How to count string occurrence in string?

javascript

regex

performance

best-practices

byNikita Barsukov·Dec 24, 2024

const countOccurrences = (text, search) => (text.match(new RegExp(search, 'g')) || []).length;
console.log(countOccurrences('apple banana apple', 'apple'));  // Output: 2

Easily count search occurrences in text employing countOccurrences. By using RegExp with the 'g' flag the function executes a global search pattern. When nothing is found, it returns 0, thanks to the || operator; otherwise, array length from .match() signifies the count.
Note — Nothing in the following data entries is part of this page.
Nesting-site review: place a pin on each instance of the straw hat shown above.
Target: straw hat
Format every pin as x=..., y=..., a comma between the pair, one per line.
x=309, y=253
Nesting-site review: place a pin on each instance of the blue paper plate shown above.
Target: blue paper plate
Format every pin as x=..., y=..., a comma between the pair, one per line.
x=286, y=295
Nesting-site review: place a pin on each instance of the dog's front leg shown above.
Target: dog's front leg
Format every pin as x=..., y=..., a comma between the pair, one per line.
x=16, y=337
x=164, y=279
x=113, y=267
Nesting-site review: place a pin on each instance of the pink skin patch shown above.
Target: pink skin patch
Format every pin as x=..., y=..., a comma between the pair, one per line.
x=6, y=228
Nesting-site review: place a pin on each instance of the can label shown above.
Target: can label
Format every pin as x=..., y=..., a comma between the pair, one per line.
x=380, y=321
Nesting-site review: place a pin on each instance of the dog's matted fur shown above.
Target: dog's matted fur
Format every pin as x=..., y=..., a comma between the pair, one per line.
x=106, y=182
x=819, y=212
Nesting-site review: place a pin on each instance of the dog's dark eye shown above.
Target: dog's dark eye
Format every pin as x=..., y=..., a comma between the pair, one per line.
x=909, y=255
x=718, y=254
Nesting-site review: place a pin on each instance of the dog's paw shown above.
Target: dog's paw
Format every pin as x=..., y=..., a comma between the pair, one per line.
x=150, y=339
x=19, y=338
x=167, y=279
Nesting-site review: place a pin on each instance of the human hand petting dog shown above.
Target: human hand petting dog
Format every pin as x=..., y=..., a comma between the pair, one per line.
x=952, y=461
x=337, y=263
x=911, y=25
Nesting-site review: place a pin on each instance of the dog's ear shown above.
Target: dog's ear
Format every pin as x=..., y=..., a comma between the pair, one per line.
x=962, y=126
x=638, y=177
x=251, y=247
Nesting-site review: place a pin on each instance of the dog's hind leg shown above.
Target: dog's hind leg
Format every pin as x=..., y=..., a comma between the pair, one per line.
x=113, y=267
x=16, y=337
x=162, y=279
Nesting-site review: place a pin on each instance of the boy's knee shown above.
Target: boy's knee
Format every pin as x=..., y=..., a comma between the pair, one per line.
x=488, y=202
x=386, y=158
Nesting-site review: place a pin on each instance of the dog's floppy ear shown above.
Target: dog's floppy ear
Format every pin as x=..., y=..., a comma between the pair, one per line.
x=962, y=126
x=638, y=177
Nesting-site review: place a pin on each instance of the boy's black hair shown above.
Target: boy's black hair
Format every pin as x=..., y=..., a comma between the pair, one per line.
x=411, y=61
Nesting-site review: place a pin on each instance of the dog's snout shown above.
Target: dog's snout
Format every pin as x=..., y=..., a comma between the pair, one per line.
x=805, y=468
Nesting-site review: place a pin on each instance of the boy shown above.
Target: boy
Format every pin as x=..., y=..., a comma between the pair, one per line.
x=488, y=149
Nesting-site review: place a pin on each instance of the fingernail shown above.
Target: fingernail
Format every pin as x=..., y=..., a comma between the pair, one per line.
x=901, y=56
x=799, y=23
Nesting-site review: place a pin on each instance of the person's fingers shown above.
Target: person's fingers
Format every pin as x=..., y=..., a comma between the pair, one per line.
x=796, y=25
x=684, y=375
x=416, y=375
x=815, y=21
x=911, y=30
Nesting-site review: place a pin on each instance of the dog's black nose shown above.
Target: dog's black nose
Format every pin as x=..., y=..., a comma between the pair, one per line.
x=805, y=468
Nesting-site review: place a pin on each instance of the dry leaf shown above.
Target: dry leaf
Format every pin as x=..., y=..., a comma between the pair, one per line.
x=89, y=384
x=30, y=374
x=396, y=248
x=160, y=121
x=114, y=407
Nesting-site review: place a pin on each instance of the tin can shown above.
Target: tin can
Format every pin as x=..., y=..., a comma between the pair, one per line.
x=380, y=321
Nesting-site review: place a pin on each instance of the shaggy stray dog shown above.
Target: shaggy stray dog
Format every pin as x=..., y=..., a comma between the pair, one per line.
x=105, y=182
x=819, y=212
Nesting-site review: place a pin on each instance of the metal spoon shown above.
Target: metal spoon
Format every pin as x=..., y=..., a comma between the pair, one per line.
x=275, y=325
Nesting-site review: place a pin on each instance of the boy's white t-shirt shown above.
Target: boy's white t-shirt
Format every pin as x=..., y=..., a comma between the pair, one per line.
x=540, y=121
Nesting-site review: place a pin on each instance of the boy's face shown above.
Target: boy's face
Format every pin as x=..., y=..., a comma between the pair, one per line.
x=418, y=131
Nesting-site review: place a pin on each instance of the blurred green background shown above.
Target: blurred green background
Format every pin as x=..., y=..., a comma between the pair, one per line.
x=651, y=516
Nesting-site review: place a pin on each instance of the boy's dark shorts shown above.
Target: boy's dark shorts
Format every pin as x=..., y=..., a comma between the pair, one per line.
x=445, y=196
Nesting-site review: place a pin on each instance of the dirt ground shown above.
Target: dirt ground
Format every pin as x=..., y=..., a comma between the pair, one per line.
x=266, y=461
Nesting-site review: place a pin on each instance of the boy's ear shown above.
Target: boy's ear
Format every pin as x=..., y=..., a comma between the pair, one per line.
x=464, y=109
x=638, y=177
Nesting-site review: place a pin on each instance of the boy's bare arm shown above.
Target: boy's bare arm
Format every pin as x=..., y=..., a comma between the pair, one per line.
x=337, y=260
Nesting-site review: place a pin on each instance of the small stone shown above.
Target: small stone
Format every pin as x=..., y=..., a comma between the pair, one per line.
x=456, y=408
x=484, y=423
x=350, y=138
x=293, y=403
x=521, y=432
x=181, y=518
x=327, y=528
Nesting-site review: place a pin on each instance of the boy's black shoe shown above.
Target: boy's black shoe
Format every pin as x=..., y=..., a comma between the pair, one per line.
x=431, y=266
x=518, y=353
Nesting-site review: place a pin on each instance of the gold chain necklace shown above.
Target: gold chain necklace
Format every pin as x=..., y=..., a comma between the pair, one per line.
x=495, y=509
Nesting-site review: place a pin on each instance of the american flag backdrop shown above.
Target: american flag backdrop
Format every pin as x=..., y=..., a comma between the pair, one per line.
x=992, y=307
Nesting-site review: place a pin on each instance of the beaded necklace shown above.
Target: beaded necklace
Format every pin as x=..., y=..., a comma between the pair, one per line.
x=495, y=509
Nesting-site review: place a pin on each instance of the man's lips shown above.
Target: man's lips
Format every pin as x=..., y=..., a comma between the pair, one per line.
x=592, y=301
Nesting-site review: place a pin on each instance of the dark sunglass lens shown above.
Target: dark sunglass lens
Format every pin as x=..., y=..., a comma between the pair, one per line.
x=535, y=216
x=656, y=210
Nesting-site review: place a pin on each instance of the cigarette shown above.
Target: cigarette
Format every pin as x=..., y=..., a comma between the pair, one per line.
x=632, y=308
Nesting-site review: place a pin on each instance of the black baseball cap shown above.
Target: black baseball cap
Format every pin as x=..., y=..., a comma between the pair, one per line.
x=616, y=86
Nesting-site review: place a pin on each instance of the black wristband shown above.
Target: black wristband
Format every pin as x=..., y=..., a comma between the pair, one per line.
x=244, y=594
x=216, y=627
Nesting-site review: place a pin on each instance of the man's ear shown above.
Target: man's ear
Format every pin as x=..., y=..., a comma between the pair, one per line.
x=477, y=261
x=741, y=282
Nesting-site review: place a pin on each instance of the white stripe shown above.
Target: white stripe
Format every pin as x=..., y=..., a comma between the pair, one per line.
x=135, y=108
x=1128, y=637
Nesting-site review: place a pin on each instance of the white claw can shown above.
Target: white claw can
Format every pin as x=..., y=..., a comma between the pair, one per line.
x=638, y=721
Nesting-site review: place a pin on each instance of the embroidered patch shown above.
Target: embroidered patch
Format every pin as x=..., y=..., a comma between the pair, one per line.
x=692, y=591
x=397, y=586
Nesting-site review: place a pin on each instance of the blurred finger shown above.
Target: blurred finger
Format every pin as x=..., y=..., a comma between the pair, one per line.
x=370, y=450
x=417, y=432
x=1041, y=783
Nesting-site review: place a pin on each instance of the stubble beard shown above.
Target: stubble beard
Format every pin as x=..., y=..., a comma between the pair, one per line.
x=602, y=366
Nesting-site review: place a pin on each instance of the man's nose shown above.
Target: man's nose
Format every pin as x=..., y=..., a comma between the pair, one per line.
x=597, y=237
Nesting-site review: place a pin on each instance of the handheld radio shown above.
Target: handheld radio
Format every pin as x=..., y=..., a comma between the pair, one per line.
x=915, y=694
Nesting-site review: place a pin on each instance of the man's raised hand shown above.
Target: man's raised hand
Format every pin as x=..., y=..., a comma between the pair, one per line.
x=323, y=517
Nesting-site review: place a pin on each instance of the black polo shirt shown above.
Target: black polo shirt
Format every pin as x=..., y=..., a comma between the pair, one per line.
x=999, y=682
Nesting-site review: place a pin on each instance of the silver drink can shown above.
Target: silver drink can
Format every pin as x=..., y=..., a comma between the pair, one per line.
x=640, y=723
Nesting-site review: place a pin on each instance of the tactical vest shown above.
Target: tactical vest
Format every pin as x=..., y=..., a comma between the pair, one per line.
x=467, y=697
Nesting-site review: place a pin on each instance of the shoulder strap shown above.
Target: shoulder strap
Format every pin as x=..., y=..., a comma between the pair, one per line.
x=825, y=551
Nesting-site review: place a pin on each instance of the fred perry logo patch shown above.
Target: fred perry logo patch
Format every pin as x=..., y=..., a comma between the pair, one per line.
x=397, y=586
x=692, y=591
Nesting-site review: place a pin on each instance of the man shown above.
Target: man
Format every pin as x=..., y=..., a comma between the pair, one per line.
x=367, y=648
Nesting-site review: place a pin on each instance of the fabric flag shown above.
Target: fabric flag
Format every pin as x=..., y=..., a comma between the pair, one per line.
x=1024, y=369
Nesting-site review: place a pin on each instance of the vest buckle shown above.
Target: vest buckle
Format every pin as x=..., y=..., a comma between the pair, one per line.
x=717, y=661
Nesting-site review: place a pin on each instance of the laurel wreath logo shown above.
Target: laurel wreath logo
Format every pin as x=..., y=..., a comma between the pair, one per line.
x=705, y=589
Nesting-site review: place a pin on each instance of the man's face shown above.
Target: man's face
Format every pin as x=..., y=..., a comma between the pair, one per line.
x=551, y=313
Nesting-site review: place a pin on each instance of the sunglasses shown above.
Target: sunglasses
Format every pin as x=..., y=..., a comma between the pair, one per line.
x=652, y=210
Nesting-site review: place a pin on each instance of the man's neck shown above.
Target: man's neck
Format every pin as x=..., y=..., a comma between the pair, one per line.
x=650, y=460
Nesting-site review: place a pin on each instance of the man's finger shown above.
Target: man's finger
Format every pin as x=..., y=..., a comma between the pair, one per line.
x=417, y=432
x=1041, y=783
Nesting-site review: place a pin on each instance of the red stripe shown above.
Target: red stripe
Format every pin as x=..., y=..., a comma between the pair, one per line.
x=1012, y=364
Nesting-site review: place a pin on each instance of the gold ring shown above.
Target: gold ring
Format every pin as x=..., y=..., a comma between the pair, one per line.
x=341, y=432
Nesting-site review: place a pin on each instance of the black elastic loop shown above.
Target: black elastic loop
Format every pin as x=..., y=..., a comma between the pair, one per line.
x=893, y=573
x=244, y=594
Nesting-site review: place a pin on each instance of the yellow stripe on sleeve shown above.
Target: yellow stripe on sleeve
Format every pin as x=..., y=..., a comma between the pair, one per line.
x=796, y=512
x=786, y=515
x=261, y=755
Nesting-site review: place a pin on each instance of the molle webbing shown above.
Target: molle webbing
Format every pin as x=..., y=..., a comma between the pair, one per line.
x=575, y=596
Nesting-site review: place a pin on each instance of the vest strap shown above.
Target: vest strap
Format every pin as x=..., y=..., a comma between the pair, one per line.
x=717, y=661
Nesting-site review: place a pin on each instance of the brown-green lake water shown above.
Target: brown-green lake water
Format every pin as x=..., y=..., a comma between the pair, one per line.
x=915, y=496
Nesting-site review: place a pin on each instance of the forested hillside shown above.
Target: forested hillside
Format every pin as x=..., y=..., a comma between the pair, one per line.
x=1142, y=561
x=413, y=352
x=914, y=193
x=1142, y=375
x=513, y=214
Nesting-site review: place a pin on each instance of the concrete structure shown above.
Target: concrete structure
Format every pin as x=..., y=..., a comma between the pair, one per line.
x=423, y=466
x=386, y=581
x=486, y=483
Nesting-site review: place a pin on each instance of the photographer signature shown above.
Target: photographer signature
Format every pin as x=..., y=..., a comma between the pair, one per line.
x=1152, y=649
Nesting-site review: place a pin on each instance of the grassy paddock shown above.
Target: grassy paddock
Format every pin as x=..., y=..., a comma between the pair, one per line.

Breaking down the match method and regex flags

The JavaScript .match() method, when teamed with regular expressions, is a power-tool to find pattern iterations in text data. The search is initially case-sensitive, which helps keep an accurate count, a must-have when dealing with case-significant data.

However, keep in mind if .match() finds no matches, it returns a null. To avoid potential errors when trying to return the length of null, we resort to the logical || operator leading to an end result of 0.

const caseSensitiveCount = (text, search) => {
  // It's a match! Or it's a null... 
  const matches = text.match(new RegExp(search, 'g'));
  return matches ? matches.length : 0;
};

Alternative: counting using split

If you prefer steering clear from .match(), consider the .split() method. Here, you're breaking down the original string into an array at each instance of the substring. Subtract one from the length of this array, and you get the occurrence count.

const countWithSplit = (text, search) => {
  // Divide and conquer! Unless the divisor is an empty string, then we've got problems...
  if (!search.length) return text.length ? text.length - 1 : 0;
  return text.split(search).length - 1;
};

Please note, .split() may not behave as you expect when search is an empty string. Instead of splitting at every character, it gives you an array of the entire string, leading to a potential off-by-one error.

Handling overlapping substrings

Traditional regex searching runs into trouble when dealing with overlapping substrings - no match is currently being made at the overlapping point. To solve it, we have rolled up our sleeves and manually iterate over the text.

const countOverlapping = (text, search) => {
  // They see me loopin', they waitin'...
  // To avoid infinite loops, we're stepping over the text like we just don't care
  let count = 0, position = 0, step = search.length > 0 ? search.length : 1;
  while ((position = text.indexOf(search, position)) !== -1) {
    count++;
    position += step; 
  }
  return count;
};

The function shown here even handles zero-length search strings, dutifully avoiding infinite loops and ensuring correctness all the way.

Keep an eye on performance

Saving the search string's length can work wonders for performances. Especially when dealing with monstrous amounts of text, holding onto this number avoids length recalculations on every loop.

Performance tests indicate that some methods outpace regex-based matching:

Leveraging .indexOf() in a loop for non-regex patterns is a winner.
Caching lengths for text and search can run circles around uncached versions.
Using the split() method sparingly - overuse could lead to performance bumps on large strings.